Let's get to the more significant market-driving headlines for the week that was.
- Monday, 23 January 2017
- Fed's Lacker favors faster rate hike path to curb inflation
- Oil slips as U.S. drilling recovery offsets OPEC-led cuts
- Trump signs order withdrawing U.S. from Trans-Pacific trade deal
- Good example of what we meant when we mentioned "noise out of Washington D.C." last week. President Trump's action came at approximately noon, which marked the bottom for the market during the day, after which stock prices went on to recover a little over half of its range for the day.
- Wall Street dips on Trump protectionism, Qualcomm drag
- Tuesday, 24 January 2017
- Trump signs executive orders on manufacturing, infrastructure
- U.S. home sales drop as supply tumbles to 17-year low
- S&P 500, Nasdaq set records as tech, banks lead
- The S&P 500 is on course to do something it hasn’t in 52 years
- You have to love stories like this one, which come on the day before certain CNBC reporters' long-held wishes are finally granted!
- Wednesday, 25 January 2017
- Thursday, 26 January 2017
- Friday, 27 January 2017
- Fed to stop mortgage reinvestments in 2018: Morgan Stanley
- If so, this will mark the real end of the Fed's third round of quantitative easing, which it has quietly kept going at low levels since the taper "officially" ended in the fourth quarter of 2014. The Fed has been using its proceeds from the loans that government entities Fannie Mae and Freddie Mac have been paying back since the financial crisis to continue funding its low volume purchases of Mortgage Backed Securities.
- Oil prices fall as U.S. drillers add rigs
- Wall Street slips after soft GDP data, earnings
Elsewhere, Barry Ritholtz summarized the week's positives and negatives for the U.S. economy and markets.
Looking forward again, the next big psychological threshold for the market is more meaningful than Dow 20,000 - it's S&P 2300!
Today, the S&P 500 rules. And that’s why a record high close above 2300 (it briefly crossed that milestone intraday on Thursday before closing a little more than 5 points shy Friday) carries more weight than the headline-grabbing Dow 20,000.
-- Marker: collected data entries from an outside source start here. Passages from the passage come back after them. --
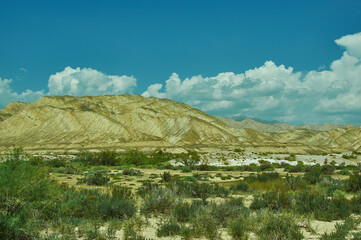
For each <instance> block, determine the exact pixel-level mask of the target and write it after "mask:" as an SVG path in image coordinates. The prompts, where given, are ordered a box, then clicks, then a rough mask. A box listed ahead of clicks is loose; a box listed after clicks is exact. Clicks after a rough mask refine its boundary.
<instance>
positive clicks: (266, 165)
mask: <svg viewBox="0 0 361 240" xmlns="http://www.w3.org/2000/svg"><path fill="white" fill-rule="evenodd" d="M259 169H260V170H261V171H262V172H263V171H273V170H274V167H273V165H272V164H271V163H269V162H267V161H265V162H263V163H262V164H261V165H260V166H259Z"/></svg>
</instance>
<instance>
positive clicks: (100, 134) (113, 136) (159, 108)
mask: <svg viewBox="0 0 361 240" xmlns="http://www.w3.org/2000/svg"><path fill="white" fill-rule="evenodd" d="M226 123H227V122H224V121H221V120H220V119H217V118H215V117H212V116H210V115H208V114H206V113H204V112H202V111H199V110H197V109H195V108H192V107H190V106H189V105H187V104H184V103H179V102H175V101H171V100H168V99H158V98H154V97H150V98H146V97H142V96H139V95H120V96H97V97H72V96H62V97H43V98H40V99H39V100H38V101H36V102H34V103H20V102H14V103H11V104H9V105H8V106H6V107H5V108H4V109H2V110H0V147H1V148H2V149H5V148H8V147H11V146H14V145H16V146H23V147H24V148H25V149H27V150H28V151H29V150H30V151H39V150H48V151H64V150H76V151H79V150H82V149H88V150H89V149H103V148H114V149H118V150H121V149H127V148H159V147H160V148H198V149H202V150H205V149H208V150H209V149H212V148H234V147H243V148H245V149H250V150H254V151H268V152H298V153H305V152H312V151H314V152H319V151H327V152H329V151H333V150H335V151H336V150H337V151H349V150H357V149H359V148H360V146H361V140H360V139H361V132H360V129H359V128H353V127H348V128H339V127H335V128H332V129H331V130H328V131H314V130H309V129H295V130H287V131H281V132H280V131H263V130H260V131H256V130H254V129H252V128H253V127H252V126H262V123H258V122H255V121H253V122H251V121H247V122H246V124H245V125H244V126H243V127H242V128H241V127H239V126H232V125H230V124H228V125H227V124H226ZM247 124H248V125H247ZM263 125H269V124H263ZM275 125H277V124H275ZM278 125H279V124H278ZM275 128H277V126H276V127H275Z"/></svg>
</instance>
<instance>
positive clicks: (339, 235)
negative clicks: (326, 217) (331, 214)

“The S&P 500,” says Bill Hornbarger, chief investment strategist at Moneta Group, “has surpassed the Dow in terms of its importance. The simple reason is that it is broader and more representative of the domestic economy.”
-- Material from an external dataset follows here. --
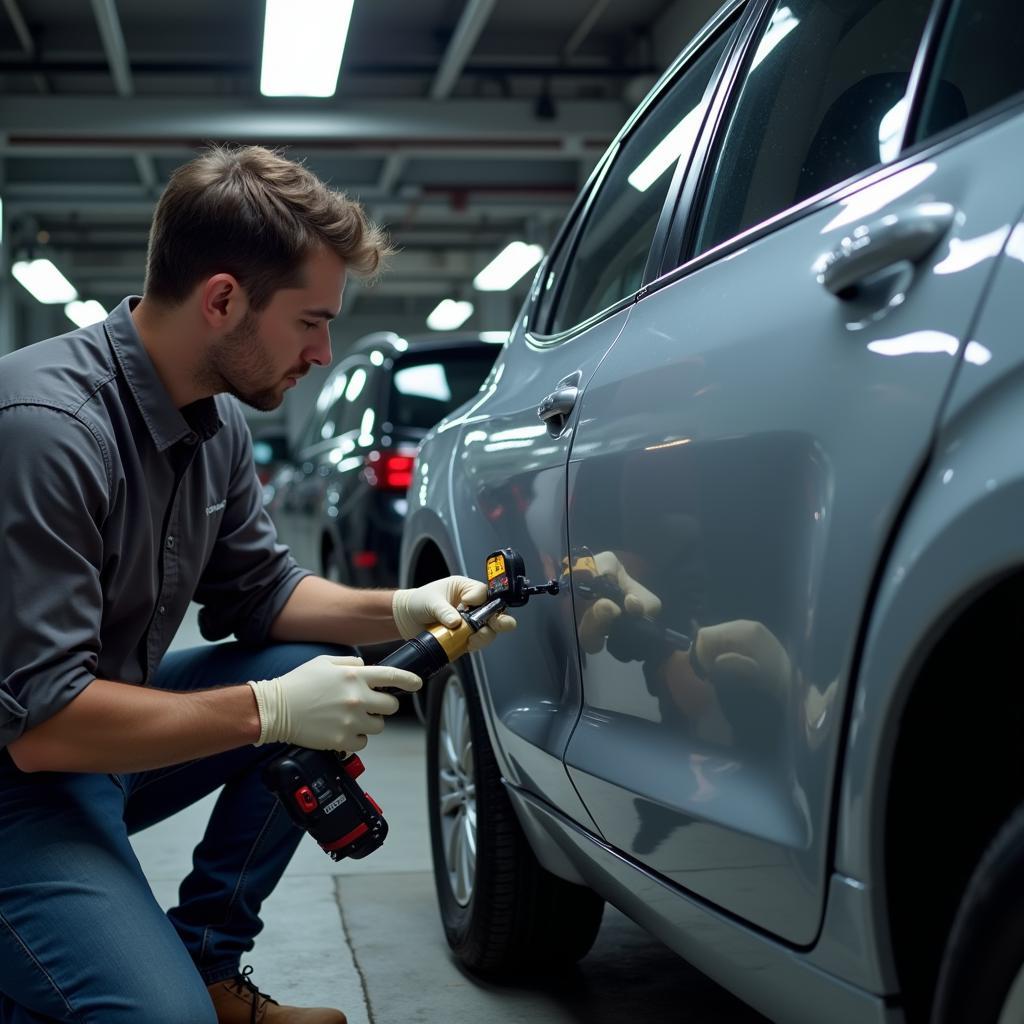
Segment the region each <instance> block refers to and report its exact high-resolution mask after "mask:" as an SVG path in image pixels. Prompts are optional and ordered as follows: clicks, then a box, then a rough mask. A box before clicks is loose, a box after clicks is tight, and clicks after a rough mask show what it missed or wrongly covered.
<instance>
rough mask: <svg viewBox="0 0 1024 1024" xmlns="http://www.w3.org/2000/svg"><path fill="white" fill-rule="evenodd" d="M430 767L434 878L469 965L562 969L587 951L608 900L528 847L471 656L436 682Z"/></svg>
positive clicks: (458, 942)
mask: <svg viewBox="0 0 1024 1024" xmlns="http://www.w3.org/2000/svg"><path fill="white" fill-rule="evenodd" d="M427 772H428V776H427V793H428V800H429V818H430V842H431V850H432V853H433V863H434V883H435V885H436V889H437V899H438V904H439V907H440V913H441V920H442V922H443V925H444V935H445V937H446V938H447V942H449V945H450V946H451V947H452V949H453V951H454V952H455V954H456V956H457V958H458V959H459V962H460V963H461V964H462V966H463V967H465V968H466V969H467V970H468V971H470V972H472V973H474V974H477V975H480V976H483V977H487V978H502V977H507V976H509V975H511V974H516V975H517V976H521V975H522V974H523V973H538V972H543V973H549V972H551V971H557V970H558V969H564V968H566V967H568V966H570V965H572V964H574V963H575V962H577V961H578V959H580V958H581V957H582V956H584V955H585V954H586V953H587V952H588V951H589V950H590V947H591V946H592V945H593V944H594V940H595V938H596V937H597V933H598V930H599V928H600V925H601V914H602V912H603V910H604V900H602V899H601V898H600V897H599V896H598V895H597V894H596V893H594V892H593V891H592V890H590V889H587V888H585V887H583V886H578V885H573V884H571V883H569V882H565V881H564V880H562V879H560V878H558V877H556V876H554V874H552V873H551V872H550V871H547V870H545V868H543V867H542V866H541V864H540V863H539V862H538V860H537V857H536V856H535V855H534V852H532V850H530V848H529V845H528V844H527V842H526V838H525V836H524V835H523V831H522V827H521V826H520V824H519V821H518V819H517V818H516V814H515V811H514V809H513V808H512V804H511V802H510V800H509V797H508V794H507V793H506V792H505V785H504V783H503V782H502V777H501V772H500V770H499V767H498V762H497V761H496V759H495V754H494V750H493V749H492V745H490V740H489V737H488V736H487V730H486V726H485V724H484V721H483V713H482V710H481V708H480V697H479V694H478V692H477V688H476V686H475V684H474V681H473V678H472V672H471V670H470V668H469V666H468V665H467V664H466V662H465V660H462V662H457V663H455V664H454V665H452V666H450V667H449V668H447V670H445V671H444V672H442V673H441V674H439V675H437V676H435V677H434V678H433V679H432V680H431V681H430V690H429V695H428V717H427Z"/></svg>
The Dow, for example, only has six tech stocks, and mainly old-tech names like Microsoft, Intel and IBM, versus more than five dozen tech stocks in the S&P 500. The Dow doesn’t have online-advertising giant Alphabet (the parent of Google) or social media giant Facebook or online-retail powerhouse Amazon.com. Nor does the blue-chip Dow have any exposure to the utilities or real estate sectors, or regional banks like Cincinnati-based Fifth Third Bank or oil services-related firms like Schlumberger.
Money flows show the S&P 500's supremacy. Currently, $2.1 trillion is invested in “passively managed” index mutual funds and exchanged traded funds that mimic the S&P 500, vs. only $35.6 billion invested in these types of funds that track the Dow, according to S&P Dow Jones Indices.
Sure, we could spend time forecasting where the Dow will go next, but it just isn't as meaningful an exercise as it is for the S&P 500!